License and Entertainment, Please
In our trend “License and Entertainment, Please,” we consider the impact of COVID-19 on the video industry, which is driving both near-term, and more permanent changes to how platforms license, sample, and deliver content. This trend covers a lot of ground, but one of the key pieces is the breakdown of the traditional rules of engagement for new film releases. We expected to see (and are, in fact, observing) many more films coming to streaming instead of theaters; releasing on streaming at the same time as theaters; or coming to streaming after a significantly shortened theatrical window. We anticipate that the traditional theatrical window will be permanently altered post-pandemic, as more casual theater-goers embrace streaming as an adequate replacement for going to the cinema. According to Mintel research on movie theaters nearly half of 18+ internet users who watch movies said they don’t see a need to see movies in theaters anymore; a quarter said they didn’t know if they would go to movie theaters in the future.

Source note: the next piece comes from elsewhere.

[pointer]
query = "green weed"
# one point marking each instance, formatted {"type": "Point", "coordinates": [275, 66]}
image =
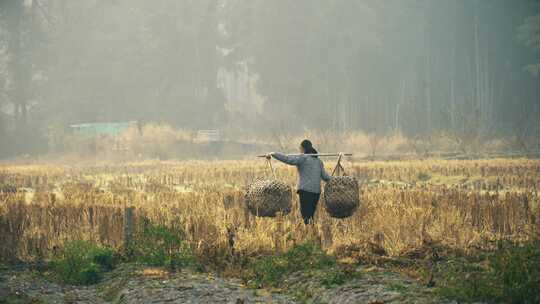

The pandemic forced many filmmakers to reconsider how they distributed their films, because theater-going declined (due to theater closures, as well as consumer safety concerns), and because other distribution options were impacted. It was eye-opening to me to be reminded by filmmaker and distribution consultant Liz Manashil that there were a number of ancillary film distribution channels that were disrupted by COVID-19, including airplanes, cruise ships, and prisons. In short, there has been pressure from many angles to reconsider film distribution approaches, and for some filmmakers that meant going to streaming video.
Manashil’s panel, “A Survival Guide to Alternative Film Distribution,” also included Nick Savva, Head of Digital Distribution at Giant Pictures, who offered his perspective as someone who distributes films to streaming platforms. He noted that subscription video on demand (SVOD) and ad-supported video on demand (AVOD) platforms are buying new release movies, which he argued is great for independent filmmakers. Savva suggested that we should expect a lot more windowing and price point experimentation on video on demand with independent movies, adding that the streaming platforms have been very open to this kind of experimentation. Savva seemed confident that the old theatrical windowing rules will be altered for good.
A hybrid future
It’s unclear what the balance of virtual and in-person entertainment experiences will look like in the years ahead, but my guess is that we will have a much greater virtual focus than we had pre-pandemic, which will expand the audiences for many films, concerts, and other events. As a virtual SXSW attendee, I’m sure I missed out on some great networking opportunities, as well as the excitement of traveling to Austin and experiencing the city, along with in-person excitement for the festival’s films and concerts. But I was grateful that I could experience SXSW’s events and panels virtually from home, which made the experience more convenient, efficient, and affordable. I expect that SXSW, along with other conferences and the entertainment sector, will embrace new hybrid approaches in the future to give people options to engage in a way that best suits their interests, lifestyles, and budget.